I've driven 10-13 hours (alone) at a stretch several times. One time I drover 30-some hours straight, but I had friends in the car and mini-thins (pseudo-ephedrine). I don't suggest the pills -- they work, but they don't leave you feeling well.

Caffeine doesn't work for me, and in fact it backfires. I wouldn't recommend it. You have to drink more and more, and you have to hit the bathroom more, and it loses its effect. Caffeine burns the candle brighter, but what you want is the candle burning longer.

Take it easy the day before. Take a nap before you go.

Music can be okay but can fail you. Music's good for entertaining you 3-5 minutes at a time, but you can't be excited or thrilled for 10 hours. It's not like you're preparing for a spell in a doctor's waiting room. Join audible.com for a month and get the two free books. Pick something trashy you might not necessarily have read, like a Grisham novel or a mystery or something. Switch around what you listen to. For example decide that you're going to go without music until you reach town X. Sing along with stuff. Listen to albums all the way through without skipping -- I find this helps a lot, because a good album can carry your attention for a significant chunk of time.
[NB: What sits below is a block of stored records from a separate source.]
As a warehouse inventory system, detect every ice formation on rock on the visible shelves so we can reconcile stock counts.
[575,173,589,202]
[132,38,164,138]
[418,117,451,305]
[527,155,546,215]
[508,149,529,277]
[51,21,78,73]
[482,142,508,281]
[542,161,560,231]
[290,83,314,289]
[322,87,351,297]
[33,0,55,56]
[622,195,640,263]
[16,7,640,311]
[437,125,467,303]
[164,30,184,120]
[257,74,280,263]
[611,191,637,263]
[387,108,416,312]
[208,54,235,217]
Do not watch the clock or obsessively mark the miles. I used to cover up the clock in my car with a piece of paper when I'd do 12-13 hour drives. Make a conscious effort to avoid reading mileage (er, kilometrage) signs.

Stop as little as possible; it just prolongs the ordeal objectively and subjectively. But when you do stop, relax, stretch, decompress..

Daylight driving is easier because you have things to look at, and there's more of a feeling of freedom. Nighttime can be bad, and on winding and/or rainy roads the stress can wear you down.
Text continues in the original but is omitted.